At the end of February, the Environmental Protection Agency approved its seventh Water Infrastructure Finance and Innovation Act loan to help improved water infrastructure in the United States. Baltimore received $202 million for the city to use to update the Back River Wastewater Treatment Plant.
Infrastructure investors have anticipated more opportunity for private investment in the water sector in the United States, and hopes have been cautiously optimistic that the WIFIA program would be one way this would be accomplished. But the Back River project is strictly publicly financed.
The WIFIA program is similar to the Transportation Infrastructure Finance and Innovation Act facility, which has closed $32 billion in financings for 74 projects since 1998, with substantial co-investment by private investors. But the private capital attached to WIFIA projects has yet to match the rate of TIFIA. The WIFIA program was signed into law in 2014 and it did not begin making loans until 2017, and it is to be expected the process would need time to mature.

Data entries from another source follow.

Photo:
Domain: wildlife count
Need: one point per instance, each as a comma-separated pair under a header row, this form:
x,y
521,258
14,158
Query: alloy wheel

In 2017, WIFIA invited $2.3 billion in loans for 12 projects during its fiscal year. Added to the projects that were accepted, was $1 billion in private capital that further leveraged the value of the WIFIA loans. During fiscal year 2018, WIFIA received 62 letters of intent, including five from P3s, asking for more than $9 billion in loans. To date, WIFIA has issued seven loans totaling nearly $2 billion in credit assistance.
But according to a report by Bloomberg, while there is hope and anticipation that WIFIA will issue an increasing volume of loans during its second round of financing, “the program’s meager initial selection rate has caused both project sponsor teams and state environmental agencies to lobby for changes — some with important implications for public-private partnerships.”
In October, President Donald Trump signed into law America’s Water Infrastructure Act of 2018, which makes WIFIA a permanent program and provides incentives for states to use the facility. That is progress, but more could be done to invite private capital.
Bloomberg continues, “It will be necessary for the EPA and state and local government agencies to engage with public authorities and the private sector to develop useful policies to guide emerging public-private partnership relationships, which will be critical to projects where WIFIA and public funding isn’t viable, not available or insufficient.”
The need for drinking water infrastructure investment alone stands at $1 trillion for the next 25 years, according to the American Water Works Association. Bloomberg reports the total need for all water infrastructure is $3 trillion. Private capital could help close the gap.
“Creating opportunities with the current statutory and regulatory limitations of public-private partnership and other alternative delivery model funding is challenging,” Bloomberg continues. “The WIFIA program administration should continue to encourage private investment while understanding that there are a limited number of states that currently allow broad public-private partnership use.”
A report by EHS Daily Advisor, meanwhile, reports changes to regulations also could free WIFIA to loan to more projects. President Trump’s Legislative Outline for Rebuilding Infrastructure in America focuses primarily on reforming environmental laws, rules and policies, EHS Daily Advisor notes, and if applied to WIFIA, this could result in an increase of the EPA budget to allow the agency to subsidize costs under WIFIA; expand the lending limit beyond the current $3.2 billion; include flood mitigation, navigation and water supply, letting the EPA service the full water cycle and providing one streamlined and integrated lending process to project sponsors; remove the restriction that requires borrowers to be community water systems instead of simply water systems, allowing drinking water providers and other public authorities to participate in WIFIA and the Drinking Water State Revolving Fund programs.
WIFIA in the United States has taken its first steps toward helping repair and improve the country’s water infrastructure, but if certain changes to the program were made, more private capital could be used to help close the investment gap, and investors would welcome many of those opportunities.